An Orthodox culture is reappearing in contemporary Russia. It is evident not only in renewed religious life and the church’s social initiatives but also in such phenomena as music (every monastery sells CDs of its chanting, and the traditional chant of the famous Valaam Monastery has won popular recognition), film (a recent movie, Ostrov [Island], won popular acclaim for its portrayal of Orthodox monastic life), church newspapers, museums, youth clubs and summer camps.

Nevertheless, it seems unlikely that Russia as a whole is on its way to embodying an Orthodox culture in the way that it did up to 1905 or 1917. A reconstructed Orthodox culture will likely be nothing more than one subculture among many. In such a world, the church’s social and political influence will wax and wane, as has that of mainline and evangelical Protestant churches in North America, which, despite their deep roots in U.S. history, are now but one voice among many in the spiritual marketplace.

Many Russians—including many Russian politicians—will formally bow to Orthodoxy and even regard it as a special part of Russian identity.
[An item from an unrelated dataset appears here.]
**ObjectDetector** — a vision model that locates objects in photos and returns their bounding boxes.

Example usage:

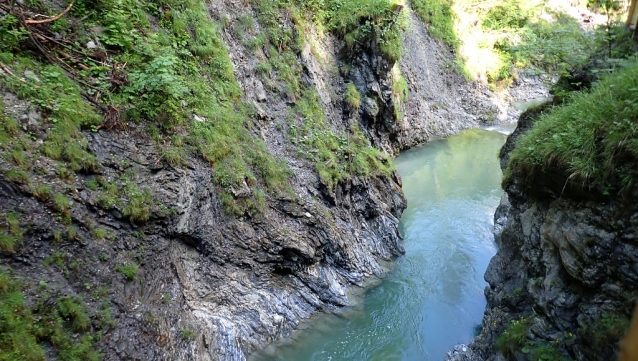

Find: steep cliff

[0,0,496,360]
[448,64,638,360]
But they will increasingly try on other, sometimes competing cultural identities. The new Russia is a place in which not only Orthodoxy thrives, but also Western-like consumerism, Western sexual mores and a multitude of religious, ideological and lifestyle subcultures, all of which the Russian state gladly tolerates so long as they do not threaten its hold on power.
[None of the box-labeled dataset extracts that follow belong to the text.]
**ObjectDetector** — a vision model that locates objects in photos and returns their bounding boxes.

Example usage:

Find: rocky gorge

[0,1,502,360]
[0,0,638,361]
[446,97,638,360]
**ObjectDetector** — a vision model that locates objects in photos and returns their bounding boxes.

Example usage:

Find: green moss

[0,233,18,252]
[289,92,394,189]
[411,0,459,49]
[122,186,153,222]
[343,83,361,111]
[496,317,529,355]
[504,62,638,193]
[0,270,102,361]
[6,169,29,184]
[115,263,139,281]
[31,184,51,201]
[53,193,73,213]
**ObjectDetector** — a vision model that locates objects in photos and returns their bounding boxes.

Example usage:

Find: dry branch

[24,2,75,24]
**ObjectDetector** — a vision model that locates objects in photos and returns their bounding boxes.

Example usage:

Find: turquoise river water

Most Russians are probably not on the way to claiming Orthodoxy as their primary identity. Whatever being Orthodox will mean to them, it will not lead them into the deeper experience of faith that every Christian community seeks to nurture. At best, the reconstruction of Russian identity as Orthodox identity will open up social space in which the church can do its proper work. At worst, it will tempt the church with worldly power (as managed by the state) and divert it from shaping congregations in which people hear the gospel, participate in the sacraments, shape a more faithful life together and work for a more just society.
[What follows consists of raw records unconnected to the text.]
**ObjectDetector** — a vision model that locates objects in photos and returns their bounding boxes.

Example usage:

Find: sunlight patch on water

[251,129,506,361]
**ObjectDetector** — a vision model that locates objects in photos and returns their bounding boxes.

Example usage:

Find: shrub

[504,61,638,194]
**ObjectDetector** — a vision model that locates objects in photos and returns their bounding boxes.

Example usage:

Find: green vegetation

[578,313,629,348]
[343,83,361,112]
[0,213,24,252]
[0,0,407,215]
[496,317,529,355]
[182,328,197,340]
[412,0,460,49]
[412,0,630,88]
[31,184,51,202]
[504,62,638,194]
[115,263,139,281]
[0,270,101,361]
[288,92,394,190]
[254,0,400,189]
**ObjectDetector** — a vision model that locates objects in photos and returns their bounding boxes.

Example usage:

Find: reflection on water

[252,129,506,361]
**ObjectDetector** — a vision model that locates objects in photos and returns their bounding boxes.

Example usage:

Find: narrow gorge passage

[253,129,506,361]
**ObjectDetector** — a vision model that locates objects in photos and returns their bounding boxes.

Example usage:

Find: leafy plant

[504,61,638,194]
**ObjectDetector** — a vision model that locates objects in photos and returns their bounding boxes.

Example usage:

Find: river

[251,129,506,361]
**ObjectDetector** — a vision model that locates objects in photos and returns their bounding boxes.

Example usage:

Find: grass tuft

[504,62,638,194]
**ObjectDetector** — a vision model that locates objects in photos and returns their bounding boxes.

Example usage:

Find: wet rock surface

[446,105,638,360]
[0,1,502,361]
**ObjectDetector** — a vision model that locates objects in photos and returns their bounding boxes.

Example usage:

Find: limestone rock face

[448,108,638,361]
In the end, the opportunities and perils that face Russian Orthodoxy and its new patriarch are no different from those that face Christian churches in the pluralistic West. We are always tempted to overestimate our cultural significance and relevance, and to underestimate the demands of the gospel and the difficulty of thinking about our lives theologically. The Russian Orthodox Church faces these enduring challenges even as it tells Russians that they are part of a great tradition with far deeper historical roots than communism, that they both belong and do not belong to the West, and that they still have a unique mission to the world.